黃治國 李銀兵
主體間性視域下的民族志書寫*
黃治國 李銀兵
科學民族志不斷暴露出來的缺陷和后現代民族志在方法和視角等方面的種種實驗,為我們開啟了一扇理解和探討民族志書寫的新門。主體間性視域下的民族志書寫,基于對主體性寫作傳統的批判與超越,重在把實在主體轉向關系主體,進而去探討不同主體間如何達成共識和互識等相關問題,最終實現理順不同主體間關系的目的。而厘清民族志書寫中的多重主體及其關系,不僅能使民族志書寫的真實性和人文性得到強化,也昭示了公共人類學成為可能。這些都是當代民族志書寫的本質訴求和發展需要,定能推動民族志書寫的新一輪革新。
主體性;主體間性;民族志;公共人類學
人類學是以研究人及其文化為主的學科,田野調查和民族志作為推動其學科發展的“兩翼”,一直以來不斷受到人類學者的重視,并產生了眾多的理論成果。但隨著《寫文化——民族志的詩學與政治學》《作為文化批評的人類學:一個人文學科的實驗時代》《摩洛哥田野作業反思》《天真的人類學家》《一本嚴格意義上的日記》等一系列民族志作品的出版,人類學界長期存在的各種爭議和丑聞被揭露無遺,進而導致“在人類學內部,民族志田野工作和寫作已經成為當代理論探討和革新中最活躍的競技舞臺。民族志的注意力在于描述,而就其更廣闊的政治的、歷史的和哲學的意蘊而言,民族志的寫作就更富于敏感性,因為它將人類學置于當代各種話語(discourses)中有關表述社會現實的問題爭論的漩渦中心”[1]8。接踵而來的人類學理論反思和范式革新,則進一步表征了“表述危機”在民族志書寫中的嚴重性。“缺陷和不足常常標志著知識的魅力,它們象征著一種重新系統地闡述老問題和提出新課題的努力。”[1]10在西方,象征人類學、結構馬克思主義、政治經濟學派、反思人類學、批判現實主義、現代主義和后現代主義等民族志文本和理論范式層出不窮;在中國,諸多學者也從理論和操作層面對于民族志書寫進行了反思與建構,在一定程度上展現出了民族志書寫的“中國憂思”。但令人遺憾的是,諸多的民族志作品更多地關注民族志書寫的形式和內容,而較少關注民族志書寫主體這個中心,這極不符合民族志書寫主體能動性的發揮和現代社會的要求,因為“現代性的特征正是在于:人作為主體既是他所建構和控制的世界的基礎,又是這些世界的中心”[2]31。正如保羅·拉比諾所說的那樣,“對民族志寫作中的表征危機的元反思(metareflections)表明了人類學關注的重心已從對它與異文化之間的關系,開始轉向對我們文化中的表征傳統和元表征的元傳統(metatraditions of metarepresentation)的一般性關系關注。人類學與它的‘他者’之間宏觀和微觀的權力話語關系終于開始面對質詢。”[3]304因此,“當所有的民族學家都理解在他們的資訊人和他們之間正在發生某種相似的東西的時候,民族志將取得一個巨大的進步。”[4]158基于此,本文以現代社會廣泛流行的主體間性理論為分析視角,力圖從民族志書寫中不同主體間關系入手,分析實在主體向關系主體轉換的必要性和可能性,關注關系主體中主體間的共識和互識達致的方法和策略,建構主體間性視域下的公共人類學,最終為民族志書寫的真實性和人文性及未來發展提供一條有效的路徑,以就教于大家。

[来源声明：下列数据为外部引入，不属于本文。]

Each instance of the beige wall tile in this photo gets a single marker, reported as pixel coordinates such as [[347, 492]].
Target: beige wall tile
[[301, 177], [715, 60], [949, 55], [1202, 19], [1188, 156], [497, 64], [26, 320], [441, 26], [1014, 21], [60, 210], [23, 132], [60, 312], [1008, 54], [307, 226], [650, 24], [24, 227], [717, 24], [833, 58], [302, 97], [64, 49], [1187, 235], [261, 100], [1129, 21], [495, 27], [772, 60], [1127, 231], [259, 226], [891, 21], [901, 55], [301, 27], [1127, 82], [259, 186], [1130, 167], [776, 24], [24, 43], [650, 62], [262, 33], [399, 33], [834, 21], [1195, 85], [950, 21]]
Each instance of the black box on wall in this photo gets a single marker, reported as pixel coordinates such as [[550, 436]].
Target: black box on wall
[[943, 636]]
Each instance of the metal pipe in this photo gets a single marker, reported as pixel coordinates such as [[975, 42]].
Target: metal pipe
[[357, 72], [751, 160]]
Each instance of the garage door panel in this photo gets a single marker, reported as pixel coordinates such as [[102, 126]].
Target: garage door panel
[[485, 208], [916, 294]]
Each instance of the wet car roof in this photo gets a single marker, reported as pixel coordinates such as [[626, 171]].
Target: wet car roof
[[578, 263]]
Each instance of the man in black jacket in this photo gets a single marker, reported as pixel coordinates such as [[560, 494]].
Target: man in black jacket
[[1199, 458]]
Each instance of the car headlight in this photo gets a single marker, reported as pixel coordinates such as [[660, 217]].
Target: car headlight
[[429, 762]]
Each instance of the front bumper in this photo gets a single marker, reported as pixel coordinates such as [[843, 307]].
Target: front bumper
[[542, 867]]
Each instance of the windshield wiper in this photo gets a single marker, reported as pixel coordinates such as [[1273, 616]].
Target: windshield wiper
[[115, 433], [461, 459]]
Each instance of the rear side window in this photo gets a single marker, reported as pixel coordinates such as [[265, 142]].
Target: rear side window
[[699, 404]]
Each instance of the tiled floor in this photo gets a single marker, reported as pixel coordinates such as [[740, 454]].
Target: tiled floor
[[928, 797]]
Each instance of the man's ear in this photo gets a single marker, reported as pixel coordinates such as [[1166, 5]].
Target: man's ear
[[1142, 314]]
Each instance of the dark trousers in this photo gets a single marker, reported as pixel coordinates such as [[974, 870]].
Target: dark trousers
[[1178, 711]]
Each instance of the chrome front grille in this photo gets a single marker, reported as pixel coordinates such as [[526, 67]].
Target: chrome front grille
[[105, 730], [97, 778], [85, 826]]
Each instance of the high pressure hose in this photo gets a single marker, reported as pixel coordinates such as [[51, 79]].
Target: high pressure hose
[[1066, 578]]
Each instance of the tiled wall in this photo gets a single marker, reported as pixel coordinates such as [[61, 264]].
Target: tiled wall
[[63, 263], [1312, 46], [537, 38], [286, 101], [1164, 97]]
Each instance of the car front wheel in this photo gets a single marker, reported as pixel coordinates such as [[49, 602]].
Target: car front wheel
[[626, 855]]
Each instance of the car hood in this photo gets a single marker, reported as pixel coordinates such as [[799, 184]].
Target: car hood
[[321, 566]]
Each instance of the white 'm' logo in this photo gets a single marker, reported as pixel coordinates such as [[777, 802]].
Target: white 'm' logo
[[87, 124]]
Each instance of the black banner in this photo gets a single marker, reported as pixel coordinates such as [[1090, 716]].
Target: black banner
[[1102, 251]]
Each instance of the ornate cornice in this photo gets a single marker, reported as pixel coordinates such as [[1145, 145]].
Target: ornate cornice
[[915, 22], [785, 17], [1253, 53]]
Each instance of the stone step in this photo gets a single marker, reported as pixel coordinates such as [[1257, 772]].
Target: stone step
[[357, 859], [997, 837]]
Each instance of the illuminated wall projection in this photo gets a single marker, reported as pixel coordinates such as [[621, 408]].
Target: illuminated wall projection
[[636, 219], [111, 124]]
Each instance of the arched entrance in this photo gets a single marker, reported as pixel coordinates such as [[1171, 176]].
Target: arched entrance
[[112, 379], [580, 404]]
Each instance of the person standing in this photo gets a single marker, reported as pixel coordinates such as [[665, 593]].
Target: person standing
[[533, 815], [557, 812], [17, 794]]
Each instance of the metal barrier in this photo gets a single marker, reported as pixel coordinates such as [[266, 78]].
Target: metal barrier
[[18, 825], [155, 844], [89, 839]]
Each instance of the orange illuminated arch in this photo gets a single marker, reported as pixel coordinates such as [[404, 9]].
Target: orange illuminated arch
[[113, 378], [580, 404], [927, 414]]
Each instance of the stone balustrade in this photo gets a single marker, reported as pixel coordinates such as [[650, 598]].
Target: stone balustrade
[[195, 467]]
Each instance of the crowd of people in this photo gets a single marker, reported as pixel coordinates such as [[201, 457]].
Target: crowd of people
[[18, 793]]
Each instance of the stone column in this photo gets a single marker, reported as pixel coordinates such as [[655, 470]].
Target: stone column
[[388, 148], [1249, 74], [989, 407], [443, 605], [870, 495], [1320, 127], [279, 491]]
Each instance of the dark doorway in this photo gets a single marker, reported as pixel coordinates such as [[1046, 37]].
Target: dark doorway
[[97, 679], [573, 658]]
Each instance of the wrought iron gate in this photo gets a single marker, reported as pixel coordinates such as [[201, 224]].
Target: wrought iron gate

一般而言,民族志發展經歷了以下三個階段:業余民族志、科學民族志及后現代反思民族志。業余民族志寫作的理由和閱讀的動力主要來自“新奇”,它是業余寫作者信手拈來、自由放任的產物;科學民族志則以客觀而成立,力圖達到文本是體現“科學”的工具的目的;反思民族志認為知識界勇敢地承認民族志研究的現狀與理想之間的差距,并做出反思性和真誠的承諾,因而守護住了職業“真誠”的底線。[3]譯序15這都說明,“我們不是從參與觀察或(適合于闡釋的)文化文本開始的,而是從寫作、從制作文本開始的。寫作不再是邊緣或神秘的一維,而是作為人類學家在田野之中及之后工作的核心出現。”[3]30但在寫作和制作文本中,民族志作者“一言堂”發聲的中心地位始終沒有改變。僅在反思民族志中,由于“多聲部”發聲的出現,民族志作者的書寫權威才受到了來自各方面的挑戰。但這種挑戰,都是廣泛建立在民族志作者主導性基礎上的產物。正如有的學者所說:“在統一秩序下來探討地方性意義,其結構和邏輯其實絲毫未受觸動,一個已經定型的體系依然強加到了土著人身上,民族志作品的主調與色澤仍然是西方主義的。”[5]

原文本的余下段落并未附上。